Education and Awareness Raising
last updated September 1, 2005

Education initiatives may be directed toward the general public, as a form of awareness raising and information campaigns, or toward women and girls who are vulnerable to being trafficking. There are a number of ways that information can be disseminated to the public- through press conferences, media campaigns, public service announcements, distribution of informational leaflets, documentary films and email and the Internet, for example.

Regardless of the manner in which information is conveyed to the public, an effective anti-trafficking campaign should take into consideration both the audience and the message that is to be conveyed. The U.S. National Advisory Council on Violence Against Women has developed a Toolkit To End Violence Against Women which contains concrete guidelines to NGOs, community and policy leaders who are working to end violence against women in all forms. While the toolkit does not address trafficking specifically, it does include a chapter on Educating and Mobilizing the Public About Violence Against Women with guidelines and action items on public education.

The United Nations Development Fund for Women (UNIFEM), in cooperation with the Media Materials Clearinghouse (Johns Hopkins Center for Communications Programs), has published a compilation of materials, Picturing a Life Free From Violence: Media and Communications Strategies to End Violence Against Women that includes sample campaigns developed around the world to address trafficking and commercial sexual exploitation.
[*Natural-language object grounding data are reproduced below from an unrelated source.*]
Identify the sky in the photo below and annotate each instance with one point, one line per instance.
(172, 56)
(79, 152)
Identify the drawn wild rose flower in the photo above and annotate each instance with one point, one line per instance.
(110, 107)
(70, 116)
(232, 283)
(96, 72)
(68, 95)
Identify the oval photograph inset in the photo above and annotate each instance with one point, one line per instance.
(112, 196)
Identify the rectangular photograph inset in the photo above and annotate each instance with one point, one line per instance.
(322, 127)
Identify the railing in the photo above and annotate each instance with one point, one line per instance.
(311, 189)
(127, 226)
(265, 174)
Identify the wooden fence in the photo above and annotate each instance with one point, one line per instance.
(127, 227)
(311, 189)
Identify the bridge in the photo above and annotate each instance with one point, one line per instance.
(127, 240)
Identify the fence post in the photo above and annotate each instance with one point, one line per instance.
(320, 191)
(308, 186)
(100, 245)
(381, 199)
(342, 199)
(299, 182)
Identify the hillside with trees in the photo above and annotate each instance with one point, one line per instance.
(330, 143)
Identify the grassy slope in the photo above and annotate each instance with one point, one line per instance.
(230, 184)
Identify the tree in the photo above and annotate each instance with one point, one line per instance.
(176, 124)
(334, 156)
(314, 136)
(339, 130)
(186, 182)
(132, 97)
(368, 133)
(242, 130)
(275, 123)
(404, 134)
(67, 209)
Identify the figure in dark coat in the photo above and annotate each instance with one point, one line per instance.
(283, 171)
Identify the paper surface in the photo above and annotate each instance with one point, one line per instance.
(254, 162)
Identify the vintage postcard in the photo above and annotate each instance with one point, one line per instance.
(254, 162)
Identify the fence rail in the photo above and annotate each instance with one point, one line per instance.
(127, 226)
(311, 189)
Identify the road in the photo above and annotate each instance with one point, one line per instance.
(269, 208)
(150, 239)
Much of the work in the area of education has been directed to providing women and girls who are at risk of being trafficked with information about potential dangers. Advice and information can be disseminated through leaflets and brochures, lecture or video presentations or through educational programs in schools and universities. La Strada Bulgaria has created a set of guidelines called "Things to Think About for Women and Girls Who Decide to Work Abroad," . The U.S. Department of State created a brochure titled, Be Smart, Be Safe, which includes information for women on how they can protect themselves when they travel to and work in the U.S. The promotion of vocational training and general education for girls is another tactic to reduce women's vulnerability to being trafficked.

Many NGOs also operate telephone hotline services, both for victims of trafficking and also to provide information to women and girls who are considering traveling abroad for work purposes.